Libre? Oui, sans doute, mais ni plus ni moins que toute autre activité scolaire. La liberté est inhérente à l’homme. Forcer un enfant à suivre une leçon quelle qu’elle soit est impossible, l’école des châtiments corporels ou psychiques n’est pas une école. Par ailleurs, le jeu n’est évidemment jamais totalement libre… Une forêt, une chambre d’enfant, une ludothèque, une classe, une culture, une éducation, le jeu est toujours conditionné par un environnement donné. Mais, surtout, il n’est jamais totalement contraint… ceux qui croient l’inverse ne jouent pas assez. Peu importent les circonstances, l’expérience montre que le joueur bascule bel et bien dans une réalité seconde et oublie d’entrée de jeu qu’il est à l’école, en classe ou chez lui, dans sa chambre; une seule réalité existe, celle du jeu.

Pourquoi dans ce cas ne pas l’utiliser plus ?

J’y vois au moins 4 raisons:

  1. Un effet d’inertie général dans l’application du décret-missions: pouvoirs organisateurs, directions d’écoles, parents et plus encore enseignants affichent un manque d’adhésion face à l’ambitieux chantier de réforme de notre enseignement demandant paradoxalement plus à la profession dans un contexte de restriction budgétaire. Afin de produire des effets positifs, toute pédagogie active (et notamment la pédagogie du jeu) et/ou différenciée nécessite au contraire plus de temps et/ou de moyens que les méthodes expositives traditionnelles.
  2. Les réticences à l’égard du jeu en classe s’expliquent plus encore par un déficit important d’information et plus encore de formation des parents, des enseignants et des autres professionnels de l’éducation (ludothécaires compris!) en matière de pédagogie du jeu.
  3. Le caractère peu quantifiable d’une pédagogie ludique en termes d’efficacité apparaît particulièrement pénalisant dans la culture ambiante de l’audit, du chiffre et de l’évaluation.
  4. Enfin, la difficulté d’utilisation pédagogique de jeux en classe est réelle. La démarche ne s’improvise pas. Il ne suffit pas de décréter son utilité, il faut la nuancer, l’accompagner afin d’en circonscrire les pratiques favorables et d’en prévenir les abus. De plus, la question du jeu en classe divise jusqu’aux milieux scientifiques. Dans le secteur de l’éducation en mutation, les identités professionnelles en devenir (enseignants, orthopédagogues, éducateurs, animateurs, ludothécaires, école des parents…) paraissent interférer sur ce débat par un positionnement défensif plutôt que de travailler en relais complémentaires de constellations éducatives salvatrices pour l’enfant (Cyrulnik, 2007).

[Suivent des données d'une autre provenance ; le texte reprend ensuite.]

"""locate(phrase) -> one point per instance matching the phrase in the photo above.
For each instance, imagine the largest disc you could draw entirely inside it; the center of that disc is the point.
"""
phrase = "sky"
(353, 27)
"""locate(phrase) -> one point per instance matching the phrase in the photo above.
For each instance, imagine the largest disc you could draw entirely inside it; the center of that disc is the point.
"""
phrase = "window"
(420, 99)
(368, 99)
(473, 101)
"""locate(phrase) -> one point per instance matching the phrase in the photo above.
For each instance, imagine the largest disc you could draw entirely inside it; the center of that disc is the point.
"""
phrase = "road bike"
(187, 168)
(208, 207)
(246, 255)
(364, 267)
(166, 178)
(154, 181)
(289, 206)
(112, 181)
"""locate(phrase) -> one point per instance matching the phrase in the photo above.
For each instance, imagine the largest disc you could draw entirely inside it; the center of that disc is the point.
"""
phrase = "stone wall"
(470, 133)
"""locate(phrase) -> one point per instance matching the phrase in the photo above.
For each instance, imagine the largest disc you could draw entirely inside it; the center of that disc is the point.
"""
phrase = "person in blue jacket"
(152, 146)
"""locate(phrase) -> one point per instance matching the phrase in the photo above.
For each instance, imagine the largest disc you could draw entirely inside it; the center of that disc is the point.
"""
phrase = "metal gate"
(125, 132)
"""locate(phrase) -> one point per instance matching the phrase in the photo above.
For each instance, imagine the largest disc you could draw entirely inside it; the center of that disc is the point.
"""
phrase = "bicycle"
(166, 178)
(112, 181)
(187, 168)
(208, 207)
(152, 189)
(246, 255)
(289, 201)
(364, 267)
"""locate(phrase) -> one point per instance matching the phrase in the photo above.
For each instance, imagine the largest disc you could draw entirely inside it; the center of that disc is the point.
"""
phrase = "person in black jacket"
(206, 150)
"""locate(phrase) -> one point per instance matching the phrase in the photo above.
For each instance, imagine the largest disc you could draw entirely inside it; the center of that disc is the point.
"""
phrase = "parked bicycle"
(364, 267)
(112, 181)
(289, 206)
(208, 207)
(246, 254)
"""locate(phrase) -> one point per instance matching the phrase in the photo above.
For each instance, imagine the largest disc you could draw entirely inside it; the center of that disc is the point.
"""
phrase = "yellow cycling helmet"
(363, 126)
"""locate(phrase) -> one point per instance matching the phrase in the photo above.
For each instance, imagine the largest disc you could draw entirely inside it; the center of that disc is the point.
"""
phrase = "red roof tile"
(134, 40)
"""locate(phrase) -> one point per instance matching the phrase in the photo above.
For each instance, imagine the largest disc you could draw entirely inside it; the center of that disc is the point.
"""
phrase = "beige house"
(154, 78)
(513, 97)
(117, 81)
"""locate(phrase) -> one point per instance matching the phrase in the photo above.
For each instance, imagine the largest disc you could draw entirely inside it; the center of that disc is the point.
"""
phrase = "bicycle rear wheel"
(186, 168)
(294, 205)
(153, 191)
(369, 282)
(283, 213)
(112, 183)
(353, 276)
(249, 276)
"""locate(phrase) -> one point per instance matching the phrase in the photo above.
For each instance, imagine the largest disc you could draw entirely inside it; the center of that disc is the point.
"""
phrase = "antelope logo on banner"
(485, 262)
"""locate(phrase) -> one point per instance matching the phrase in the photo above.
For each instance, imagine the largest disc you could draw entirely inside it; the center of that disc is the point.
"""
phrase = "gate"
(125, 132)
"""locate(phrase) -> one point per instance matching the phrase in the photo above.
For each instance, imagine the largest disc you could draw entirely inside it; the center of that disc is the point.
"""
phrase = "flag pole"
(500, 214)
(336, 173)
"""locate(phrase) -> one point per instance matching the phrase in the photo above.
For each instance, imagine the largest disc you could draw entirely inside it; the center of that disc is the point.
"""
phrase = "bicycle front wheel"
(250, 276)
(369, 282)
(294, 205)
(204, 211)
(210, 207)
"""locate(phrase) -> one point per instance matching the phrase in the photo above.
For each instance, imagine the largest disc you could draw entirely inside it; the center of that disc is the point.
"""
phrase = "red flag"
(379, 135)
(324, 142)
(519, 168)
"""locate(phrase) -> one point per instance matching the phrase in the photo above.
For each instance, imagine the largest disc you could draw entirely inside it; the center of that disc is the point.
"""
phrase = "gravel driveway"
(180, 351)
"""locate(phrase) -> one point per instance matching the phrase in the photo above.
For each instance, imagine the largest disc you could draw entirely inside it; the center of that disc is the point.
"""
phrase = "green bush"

En l’absence d’une théorie générale du jeu, un approfondissement de la recherche en la matière s’avère plus que jamais nécessaire.

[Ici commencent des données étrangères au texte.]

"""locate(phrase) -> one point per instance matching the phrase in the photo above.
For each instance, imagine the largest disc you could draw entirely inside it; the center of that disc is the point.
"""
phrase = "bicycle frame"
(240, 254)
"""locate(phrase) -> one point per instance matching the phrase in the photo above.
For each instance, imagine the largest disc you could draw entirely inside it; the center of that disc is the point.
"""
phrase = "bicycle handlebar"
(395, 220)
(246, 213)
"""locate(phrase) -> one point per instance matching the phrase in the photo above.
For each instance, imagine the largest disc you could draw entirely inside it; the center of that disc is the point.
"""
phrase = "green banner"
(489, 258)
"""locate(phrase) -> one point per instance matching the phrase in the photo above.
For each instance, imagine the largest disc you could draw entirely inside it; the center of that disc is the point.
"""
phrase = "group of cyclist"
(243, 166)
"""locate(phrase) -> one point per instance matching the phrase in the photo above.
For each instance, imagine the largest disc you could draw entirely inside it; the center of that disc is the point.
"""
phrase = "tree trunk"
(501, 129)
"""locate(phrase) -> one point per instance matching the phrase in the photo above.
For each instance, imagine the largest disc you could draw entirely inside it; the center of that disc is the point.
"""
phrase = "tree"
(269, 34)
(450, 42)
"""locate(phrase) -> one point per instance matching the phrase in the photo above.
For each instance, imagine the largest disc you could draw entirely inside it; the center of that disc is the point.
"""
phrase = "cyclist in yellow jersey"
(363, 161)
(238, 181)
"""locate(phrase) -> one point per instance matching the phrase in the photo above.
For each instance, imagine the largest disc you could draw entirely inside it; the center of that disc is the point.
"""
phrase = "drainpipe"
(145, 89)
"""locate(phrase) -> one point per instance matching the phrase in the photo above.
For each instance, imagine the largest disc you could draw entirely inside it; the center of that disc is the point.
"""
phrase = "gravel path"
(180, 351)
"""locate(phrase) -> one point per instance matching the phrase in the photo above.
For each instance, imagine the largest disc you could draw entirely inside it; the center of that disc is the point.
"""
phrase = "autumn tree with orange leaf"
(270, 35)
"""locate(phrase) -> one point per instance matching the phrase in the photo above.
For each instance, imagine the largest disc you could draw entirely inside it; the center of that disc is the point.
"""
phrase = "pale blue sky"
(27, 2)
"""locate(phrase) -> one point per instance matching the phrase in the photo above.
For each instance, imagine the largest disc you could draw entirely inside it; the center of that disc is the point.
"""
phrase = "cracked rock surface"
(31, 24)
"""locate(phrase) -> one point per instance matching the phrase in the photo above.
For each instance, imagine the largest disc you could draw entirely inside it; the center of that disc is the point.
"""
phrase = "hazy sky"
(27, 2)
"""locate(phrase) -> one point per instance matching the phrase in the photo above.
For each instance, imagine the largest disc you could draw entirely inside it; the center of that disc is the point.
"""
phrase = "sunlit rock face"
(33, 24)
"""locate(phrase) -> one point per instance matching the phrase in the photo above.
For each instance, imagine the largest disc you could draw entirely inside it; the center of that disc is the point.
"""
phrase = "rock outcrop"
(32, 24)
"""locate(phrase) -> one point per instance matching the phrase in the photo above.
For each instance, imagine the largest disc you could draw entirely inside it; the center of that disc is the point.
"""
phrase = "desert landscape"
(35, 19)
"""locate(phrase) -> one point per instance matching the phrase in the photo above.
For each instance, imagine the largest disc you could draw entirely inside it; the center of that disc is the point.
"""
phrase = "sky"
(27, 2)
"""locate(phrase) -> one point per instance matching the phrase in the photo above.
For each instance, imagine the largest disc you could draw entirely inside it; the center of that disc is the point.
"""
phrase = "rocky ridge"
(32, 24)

Comment concrètement s’articule le programme de cette formation ?

La formation est à la fois théorique et pratique, elle forme des « intellectruels ».

Trois axes généralistes importants rythment le premier quadrimestre:

  • Les aspects ludologiques généraux tels l’histoire, la socioanthropologie du jeu, des jeux et des jouets ou les apports du jeu en psychologie du développement.
  • Les aspects ludothéconomiques tels la connaissance et la classification des objets de jeux ou la gestion d’une ludothèque ou d’une séance de jeu (y compris stage professionnalisant).
  • Le « game design » et la créativité par la réalisation en équipes d’un jeu de A à Z.

Le second quadrimestre se centre sur:

  • L’animation, la mise en jeux et la gestion de groupes par des jeux de rôles.
  • Les apports pédagogiques et les aspects didactiques des jeux.
  • L’utilisation et l’adaptation des jeux en remédiation avec des publics spécifiques.
  • La valorisation de ses réalisations par des cours tels la gestion de projet et l’aménagement d’espaces ludiques ou la connaissance des filières professionnelles et de l’actualité des jeux et jouets.

Enfin et surtout

  • Le projet personnel de l’étudiant par des séminaires optionnels et la réalisation d’un stage et d’un travail intégré de son choix.